Kafayı o kadar yemişler ve üşütmüşler ki, “gençliğin başına belâ” olan “Bonzai salgını”nı bile AK Parti Hükümeti’ne ve Erdoğan’a yıkmışlar!..
Hele okuyun şu “salakça teşhis”lerini ve “ahmakça gerekçe”lerini!..
Diyorlar ki;
“Gece saat 11’den itibaren büfelere içki satma yasağı getirildiği için, gençler Bonzai içmeye mecbur kaldılar!.. Bu yasak kaldırılırsa, Bonzai’den ölümler de azalır!”
Ben, bunlara, boşuna “Gezi Zekâlı” demiyorum... Bunlar, gerçekten “Gezi Zekâlı” ve de hem embesil, hem ebleh!
Şu hâle bakın;
“Gece 11’den sonra içki satışı yasağı olduğu için, gençler mecburen Bonzai içmek zorunda kalıyormuş!”
Ulan “Gezi Zekâlı”lar,
Ulan “Embesil”ler,
Ulan “Gerzek”ler; o gençler, “gecenin saat 11’inde” değil de, mesela “11’e 5 kala”sında büfeye gidip de, “bira” veya “şarap” alamıyor mu?..

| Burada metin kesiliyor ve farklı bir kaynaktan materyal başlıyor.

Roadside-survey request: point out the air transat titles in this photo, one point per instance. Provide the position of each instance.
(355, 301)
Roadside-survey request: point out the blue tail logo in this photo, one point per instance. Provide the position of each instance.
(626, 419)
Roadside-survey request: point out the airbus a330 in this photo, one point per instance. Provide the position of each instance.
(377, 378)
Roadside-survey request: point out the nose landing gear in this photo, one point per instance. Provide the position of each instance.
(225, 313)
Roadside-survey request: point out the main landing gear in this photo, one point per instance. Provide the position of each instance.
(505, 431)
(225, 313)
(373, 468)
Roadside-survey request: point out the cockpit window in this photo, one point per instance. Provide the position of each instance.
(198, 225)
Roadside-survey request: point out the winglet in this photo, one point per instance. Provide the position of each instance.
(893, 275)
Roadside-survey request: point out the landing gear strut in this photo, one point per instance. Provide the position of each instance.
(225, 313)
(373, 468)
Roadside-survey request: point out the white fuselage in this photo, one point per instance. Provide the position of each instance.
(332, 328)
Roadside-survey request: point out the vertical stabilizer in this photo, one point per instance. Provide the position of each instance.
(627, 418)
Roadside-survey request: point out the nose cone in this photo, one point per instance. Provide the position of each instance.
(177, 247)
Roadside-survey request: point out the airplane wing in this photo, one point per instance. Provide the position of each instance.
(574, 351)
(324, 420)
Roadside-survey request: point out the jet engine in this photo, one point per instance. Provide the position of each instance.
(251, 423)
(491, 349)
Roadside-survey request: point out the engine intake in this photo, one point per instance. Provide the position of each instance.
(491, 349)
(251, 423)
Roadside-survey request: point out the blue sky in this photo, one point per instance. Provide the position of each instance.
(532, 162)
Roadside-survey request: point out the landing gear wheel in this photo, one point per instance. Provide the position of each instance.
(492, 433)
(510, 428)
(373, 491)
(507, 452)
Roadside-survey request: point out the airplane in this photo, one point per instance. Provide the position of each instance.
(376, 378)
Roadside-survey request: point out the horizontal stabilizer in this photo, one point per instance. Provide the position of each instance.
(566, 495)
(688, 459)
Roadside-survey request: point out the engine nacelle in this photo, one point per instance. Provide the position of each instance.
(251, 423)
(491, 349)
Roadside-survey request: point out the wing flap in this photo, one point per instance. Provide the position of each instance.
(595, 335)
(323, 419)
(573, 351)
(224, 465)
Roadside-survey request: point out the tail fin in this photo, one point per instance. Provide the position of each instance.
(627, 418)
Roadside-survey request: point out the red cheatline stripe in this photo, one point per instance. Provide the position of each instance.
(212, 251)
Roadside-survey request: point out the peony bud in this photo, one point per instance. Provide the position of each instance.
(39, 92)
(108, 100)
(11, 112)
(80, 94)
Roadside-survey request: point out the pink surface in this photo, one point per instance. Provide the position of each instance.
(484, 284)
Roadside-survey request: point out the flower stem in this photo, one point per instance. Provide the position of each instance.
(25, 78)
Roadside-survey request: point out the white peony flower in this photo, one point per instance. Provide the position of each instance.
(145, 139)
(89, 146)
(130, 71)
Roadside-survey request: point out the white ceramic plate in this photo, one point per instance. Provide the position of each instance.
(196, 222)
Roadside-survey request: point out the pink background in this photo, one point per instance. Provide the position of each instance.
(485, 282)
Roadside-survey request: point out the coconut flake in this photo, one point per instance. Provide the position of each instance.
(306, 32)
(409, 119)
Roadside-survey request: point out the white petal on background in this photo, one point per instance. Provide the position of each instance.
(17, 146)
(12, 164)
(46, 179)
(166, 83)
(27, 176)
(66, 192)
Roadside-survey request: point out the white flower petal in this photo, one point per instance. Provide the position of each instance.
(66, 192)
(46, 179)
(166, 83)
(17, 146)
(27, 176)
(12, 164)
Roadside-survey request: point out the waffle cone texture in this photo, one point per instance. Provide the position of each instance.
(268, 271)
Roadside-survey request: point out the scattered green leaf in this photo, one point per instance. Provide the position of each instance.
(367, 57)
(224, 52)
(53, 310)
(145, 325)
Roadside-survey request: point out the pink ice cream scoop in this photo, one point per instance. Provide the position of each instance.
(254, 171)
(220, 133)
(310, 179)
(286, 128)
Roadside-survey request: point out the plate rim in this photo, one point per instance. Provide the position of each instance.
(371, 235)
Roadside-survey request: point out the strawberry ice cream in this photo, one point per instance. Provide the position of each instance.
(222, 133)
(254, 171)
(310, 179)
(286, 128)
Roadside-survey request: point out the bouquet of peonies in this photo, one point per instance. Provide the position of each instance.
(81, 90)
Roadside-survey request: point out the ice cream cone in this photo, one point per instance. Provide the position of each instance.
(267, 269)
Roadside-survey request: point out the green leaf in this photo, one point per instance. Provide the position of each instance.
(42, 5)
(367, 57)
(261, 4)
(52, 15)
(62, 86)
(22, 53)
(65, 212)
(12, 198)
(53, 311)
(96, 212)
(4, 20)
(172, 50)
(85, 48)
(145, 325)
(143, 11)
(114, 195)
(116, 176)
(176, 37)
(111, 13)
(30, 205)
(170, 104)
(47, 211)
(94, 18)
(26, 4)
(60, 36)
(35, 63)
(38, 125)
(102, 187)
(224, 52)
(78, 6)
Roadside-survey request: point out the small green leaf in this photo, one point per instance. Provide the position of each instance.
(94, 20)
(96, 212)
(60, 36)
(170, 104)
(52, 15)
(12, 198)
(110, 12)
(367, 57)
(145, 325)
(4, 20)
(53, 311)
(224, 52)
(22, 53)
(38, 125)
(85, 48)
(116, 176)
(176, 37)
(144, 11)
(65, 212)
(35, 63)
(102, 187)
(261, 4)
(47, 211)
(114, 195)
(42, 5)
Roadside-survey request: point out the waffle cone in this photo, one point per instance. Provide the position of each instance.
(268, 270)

Bunlar, bunu düşünemeyecek derecede “aptal” mıdır, yoksa mesele “yasak” değil de, başka bir şey midir?..
Hemen herkes biliyor ki;
“Gençler”in de, “Büfeciler”in de “saat 11’den sonra içki satış yasağı”nı taktıkları yok!..
Alıyorlar ve içiyorlar!..
SELÂMİ DE Mİ İRTİCACI?
O kadar içiyorlar ki;
Daha geçen yıl, CHP’li Selami Öztürk’ün Belediye Başkanı olduğu Kadıköy’de; “apartmanların merdivenleri”ne “işiyorlar” ve hatta “sıçıyorlar”dı!..
Bunlardan “illallah” diyen Kadıköy’ün “Atatürkçü, devrimci, özgürlükçü, lâikçi ve ilerici”(!) sakinleri, apartman girişlerini “demir kafesler”le kapatmışlardı.
Selâmi Öztürk de, “hayatının tek olumlu icraatı” olarak; “saat 10 veya 11’den sonra, büfelere içki satma yasağı” getirmişti!..
Ne yani, Selâmi Öztürk de mi “irticacı”ydı, Selâmi Öztürk de mi “içki düşmanı”ydı?.. Elbette değildi ama milletin şikâyetlerinden bıkmış ve o yasağı koymuştu!..
Çünkü millet bağırıyordu;
“Apartman girişlerindeki merdivenlere oturup içki içenlerden dolayı evimize giremez olduk!...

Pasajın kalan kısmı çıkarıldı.